Fetiches

¿Por qué algunas personas sienten atracción sexual hacia los peluches o hacia personas disfrazadas de animales?

Aunque no es una fantasía oscura per sé, el hecho de que algo tan infantil como un osito de peluche sea capaz de provocar la excitación sexual puede ser desconcertante

Mujer abrazando a su osito de peluche
Mujer abrazando a su osito de pelucheLa Razón

Aquellas fantasías sexuales que implican objetos inanimados, situaciones, en ocasiones extremas, o el sufrimiento o la humillación de uno mismo o de la pareja, reciben el nombre de parafilias. Y aunque cada cual es libre de hacer lo que quiera mientras exista un consentimiento con la otra persona, existen ciertos fetiches que pueden llegar a sorprendernos. Uno de los más curiosos es el de la ursusagalamatofilia. Que consiste, básicamente, en la atracción sexual hacia los ositos de peluche o hacia personas disfrazadas de animales de peluche.

Aunque no es una fantasía oscura per sé, el hecho de que algo tan infantil como un osito de peluche sea capaz de provocar la excitación sexual puede ser desconcertante. Por ese motivo, es importante saber a qué nos referimos cuando hablamos de ursusagalamatofilia.

¿En qué consiste la ursusagalamatofilia?

La ursusagalamatofilia es principalmente un fetiche en el que la persona se siente atraída por los peluches, aunque también es el nombre formal que recibe el fetiche de disfrazarse de animales de peluche. Sé que muchos de ustedes pueden estar pensando que los osos de peluche y el sexo no tienen relación alguna. Sin embargo, muchas más personas de las que creen utilizan este tipo de artilugios en su vida sexual. Para algunos, la conexión se establece cuando son muy pequeños y abrazan a su peluche mientras descubren la masturbación. Debemos tener en cuenta que la primera aproximación a este tipo de actos comienza alrededor de los dos años y que una de las funciones principales del placer antes de la pubertad es brindarnos consuelo cuando estamos molestos o asustados.

Para algunos, el uso de este tipo de peluches es una forma de ponerse en contacto con su niño interior y se convierte en parte del “juego de la edad”, un fetiche muy controvertido por su relación con la sexualidad infantil.

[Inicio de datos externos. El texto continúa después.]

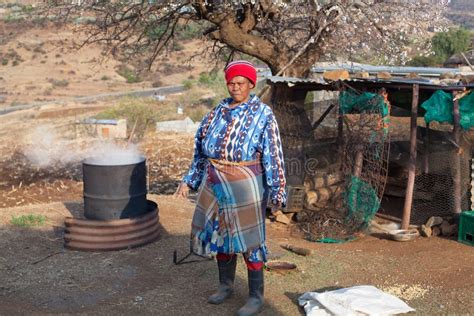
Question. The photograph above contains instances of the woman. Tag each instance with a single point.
(237, 167)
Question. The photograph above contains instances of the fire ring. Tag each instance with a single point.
(117, 234)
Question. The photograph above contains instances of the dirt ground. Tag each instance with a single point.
(38, 276)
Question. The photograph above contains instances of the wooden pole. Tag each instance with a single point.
(412, 163)
(457, 157)
(323, 116)
(426, 143)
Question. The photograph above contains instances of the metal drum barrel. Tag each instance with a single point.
(114, 191)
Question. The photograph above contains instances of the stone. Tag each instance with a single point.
(336, 75)
(384, 75)
(426, 231)
(448, 229)
(434, 221)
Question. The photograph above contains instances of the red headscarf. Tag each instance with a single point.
(241, 68)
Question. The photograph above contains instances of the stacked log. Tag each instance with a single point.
(322, 189)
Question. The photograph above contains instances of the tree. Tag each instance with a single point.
(289, 36)
(454, 41)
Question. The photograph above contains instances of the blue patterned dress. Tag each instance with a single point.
(246, 132)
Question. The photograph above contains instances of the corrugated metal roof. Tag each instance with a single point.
(320, 81)
(395, 70)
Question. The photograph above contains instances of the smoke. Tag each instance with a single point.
(112, 154)
(45, 148)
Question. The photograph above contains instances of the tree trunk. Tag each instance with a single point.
(295, 129)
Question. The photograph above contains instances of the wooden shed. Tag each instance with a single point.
(427, 189)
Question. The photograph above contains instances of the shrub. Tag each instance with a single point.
(157, 83)
(130, 75)
(188, 84)
(425, 61)
(133, 110)
(196, 113)
(451, 42)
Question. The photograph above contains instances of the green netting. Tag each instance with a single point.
(439, 108)
(350, 102)
(361, 200)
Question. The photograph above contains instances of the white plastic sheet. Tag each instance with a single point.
(356, 300)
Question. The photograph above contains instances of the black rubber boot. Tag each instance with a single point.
(254, 303)
(226, 280)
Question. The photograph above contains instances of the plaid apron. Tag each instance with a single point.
(230, 211)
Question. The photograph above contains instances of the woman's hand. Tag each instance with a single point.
(182, 191)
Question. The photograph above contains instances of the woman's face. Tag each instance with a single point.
(239, 88)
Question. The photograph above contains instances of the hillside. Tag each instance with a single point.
(40, 63)
(462, 12)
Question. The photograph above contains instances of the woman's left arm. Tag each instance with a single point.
(273, 162)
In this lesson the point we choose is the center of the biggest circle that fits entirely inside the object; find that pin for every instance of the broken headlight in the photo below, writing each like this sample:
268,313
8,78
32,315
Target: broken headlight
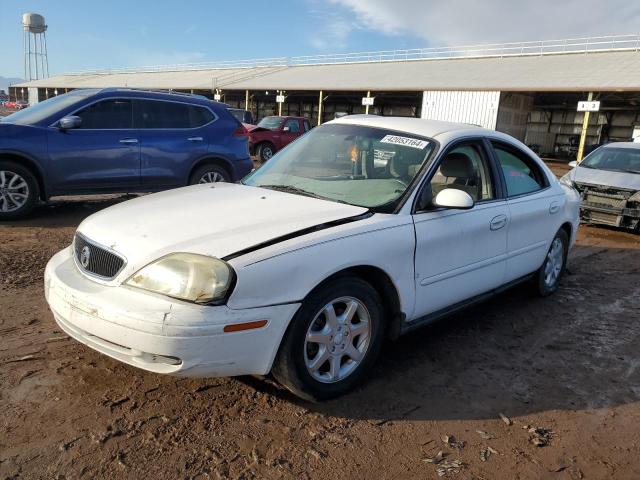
566,180
186,276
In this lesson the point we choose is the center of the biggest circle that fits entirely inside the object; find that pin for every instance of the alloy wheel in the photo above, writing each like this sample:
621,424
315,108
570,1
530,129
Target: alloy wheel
337,340
14,191
211,177
555,261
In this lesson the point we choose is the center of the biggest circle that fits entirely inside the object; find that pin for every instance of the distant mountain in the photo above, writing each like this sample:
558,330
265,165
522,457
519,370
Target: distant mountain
6,81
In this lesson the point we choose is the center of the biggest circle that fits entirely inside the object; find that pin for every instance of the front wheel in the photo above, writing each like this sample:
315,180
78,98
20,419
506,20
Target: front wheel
19,191
548,276
209,174
333,340
266,151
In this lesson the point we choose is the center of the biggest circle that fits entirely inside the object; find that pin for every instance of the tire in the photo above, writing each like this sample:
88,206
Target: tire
266,150
548,276
19,190
323,369
210,173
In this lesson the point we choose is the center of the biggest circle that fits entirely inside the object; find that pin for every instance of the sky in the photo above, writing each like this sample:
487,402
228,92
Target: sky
96,34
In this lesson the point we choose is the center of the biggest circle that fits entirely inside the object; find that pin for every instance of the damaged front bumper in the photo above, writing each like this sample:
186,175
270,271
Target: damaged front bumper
160,334
608,206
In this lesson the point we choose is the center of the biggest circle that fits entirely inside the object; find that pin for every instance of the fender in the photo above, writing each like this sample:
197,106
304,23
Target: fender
31,162
205,157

En este tipo de juego de rol, una persona disfruta haciéndose pasar por una persona más joven. Por lo general, se divide en cuatro categorías: bebé adulto, pequeño (hasta los 9 años más o menos), mediano (9 a 12) y adolescente. Y muchos pequeños y medianos (y algunos adolescentes) disfrutan de este fetiche y, a veces, se convierte en parte de su hábitos sexuales. Sin embargo, la mayoría de las personas no tienen un fetiche primario por los peluches, por lo que no se clasificarían correctamente como “ursusagalamatófilos”. El oso de peluche puede formar parte de su vida sexual, pero no es esencial para ella. Aunque existen personas para quienes este es el foco central de su actividad sexual. Un claro ejemplo de ello es Charles Marshall que, en 2010, fue arrestado por tener relaciones sexuales con un osito de peluche en público, por cuarta vez.

Por último, otra de las formas más comunes de esta parafilia, son las personas que se excitan sexualmente disfrazándose de animales o personajes peludos ficticios. Estas personas son más comúnmente conocidas como “furries” y, en la mayoría de las ocasiones, se disfrazan de personajes ficticios (como Bugs Bunny) y el rol es una parte integral de sus relaciones.